Why is this happening? – Blame natural selection. Every time antibiotics are used, resistant bacteria survive. Over the course of decades, old antibiotics lose effectiveness and new ones must be found. Bacteria are constantly adapting to threats all around them, both natural and man-made. Antimicrobial drugs are just one more threat they face.
During the past 70 years, scientists have done a good job of staying one step ahead, continually discovering new classes of drugs to kill the bacteria. But it appears the end of that era may be upon us. The pipeline of potential new antibiotics is nearly empty, even as the germs are gaining. Economics are part of the problem. Regulatory changes have increased the costs of bringing drugs to market. A new antibiotic costs about $1 billion to develop. Drug companies typically lose money on them, because their use is limited. But there’s also evidence that scientists may have already found all the types of antibiotics that exist in nature.
When did CRE emerge, and is there still time to act?
In 2001, a study looking at antimicrobial resistance in hospital ICUs discovered the earliest sample of a CRE germ, in a North Carolina lab. It was from an old sample taken from a patient in 1996. It was next found concentrated in parts of New York and New Jersey.
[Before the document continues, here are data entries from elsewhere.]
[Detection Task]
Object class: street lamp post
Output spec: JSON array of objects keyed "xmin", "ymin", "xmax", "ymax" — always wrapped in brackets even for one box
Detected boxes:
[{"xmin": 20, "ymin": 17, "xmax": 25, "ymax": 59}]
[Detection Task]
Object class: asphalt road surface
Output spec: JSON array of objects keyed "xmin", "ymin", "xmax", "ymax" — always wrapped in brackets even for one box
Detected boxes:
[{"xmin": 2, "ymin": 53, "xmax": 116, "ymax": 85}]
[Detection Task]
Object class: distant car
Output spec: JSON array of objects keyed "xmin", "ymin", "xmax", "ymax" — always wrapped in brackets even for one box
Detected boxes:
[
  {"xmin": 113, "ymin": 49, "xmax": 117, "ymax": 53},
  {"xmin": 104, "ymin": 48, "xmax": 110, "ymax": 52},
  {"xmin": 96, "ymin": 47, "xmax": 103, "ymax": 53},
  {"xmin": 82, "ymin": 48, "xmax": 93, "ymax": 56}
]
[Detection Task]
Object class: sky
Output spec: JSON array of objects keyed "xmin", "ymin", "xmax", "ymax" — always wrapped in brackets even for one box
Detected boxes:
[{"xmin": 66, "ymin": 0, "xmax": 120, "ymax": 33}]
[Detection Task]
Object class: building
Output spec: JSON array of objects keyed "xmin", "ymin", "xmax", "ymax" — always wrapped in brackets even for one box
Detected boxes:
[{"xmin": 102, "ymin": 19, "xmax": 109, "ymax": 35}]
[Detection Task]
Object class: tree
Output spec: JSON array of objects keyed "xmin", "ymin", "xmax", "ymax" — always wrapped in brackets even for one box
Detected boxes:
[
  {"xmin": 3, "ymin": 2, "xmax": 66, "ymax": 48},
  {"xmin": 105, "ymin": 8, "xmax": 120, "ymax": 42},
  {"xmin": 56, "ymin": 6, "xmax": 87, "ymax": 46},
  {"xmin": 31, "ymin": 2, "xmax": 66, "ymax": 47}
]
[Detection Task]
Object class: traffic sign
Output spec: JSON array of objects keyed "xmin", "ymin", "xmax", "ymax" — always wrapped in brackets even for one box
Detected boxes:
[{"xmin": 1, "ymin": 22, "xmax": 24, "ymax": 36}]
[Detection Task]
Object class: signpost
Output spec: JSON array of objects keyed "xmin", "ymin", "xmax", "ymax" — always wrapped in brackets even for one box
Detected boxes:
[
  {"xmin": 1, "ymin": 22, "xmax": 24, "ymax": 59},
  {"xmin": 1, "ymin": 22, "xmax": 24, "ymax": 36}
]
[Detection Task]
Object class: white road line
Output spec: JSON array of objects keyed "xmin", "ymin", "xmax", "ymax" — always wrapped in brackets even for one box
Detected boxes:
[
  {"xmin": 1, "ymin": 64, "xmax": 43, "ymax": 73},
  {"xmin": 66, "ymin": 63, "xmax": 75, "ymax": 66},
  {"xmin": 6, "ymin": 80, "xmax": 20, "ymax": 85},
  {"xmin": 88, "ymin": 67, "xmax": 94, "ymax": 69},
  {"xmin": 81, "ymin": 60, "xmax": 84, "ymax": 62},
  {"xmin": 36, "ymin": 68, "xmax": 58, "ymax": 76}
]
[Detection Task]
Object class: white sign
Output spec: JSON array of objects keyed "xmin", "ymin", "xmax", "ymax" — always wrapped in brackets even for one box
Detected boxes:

Today, it’s in nearly every state, and in many countries across the globe, including Israel, France, Greece, Turkey, India and Pakistan.
What’s being done to try to contain it?
Although the CDC wants carbapenem resistance to become a reportable condition – meaning every infected patient should be reported to state health officials — the CDC lacks the power to do anything more than suggest. Starting this month, Florida is requiring laboratories report multi-drug resistant germs. Once the reports start arriving, they’ll have a much better handle on the extent of the threat.
The CDC is encouraging states to create regional collaboratives, to get hospitals and nursing homes in areas at risk to work together to inform each other about multi-drug resistant outbreaks. But when Palm Beach County and Broward hospitals were asked to form such a collaborative, they declined, saying they were already overburdened with data requests.
Best practices from the CDC
1. Rigorous hand-washing
2. Contact precautions, such as using gowns and gloves, for every encounter with patients who test positive. Pre-emptive precautions are recommended for patients transferred from high-risk settings like long-term acute-care hospitals.
3. Isolation of infected patients, with separate staff.
4. Education of all health personnel about CRE.
5. Minimal use of invasive devises like ports and catheters. Disposable devices for infected patients.
6. Screening of current and prior roommates of CRE-positive patients.
7. Notification of a patient’s CRE status if they’re being transferred.
8. Screening of high-risk patients for CRE on admission and periodically during their stay.
9. Bathing of patients in targeted wards daily with 2 percent clorhexidine, an antiseptic.
10. Minimal use of antimicrobial drugs and antibiotics.
11. Improved cleaning around high-touch areas of hospital rooms.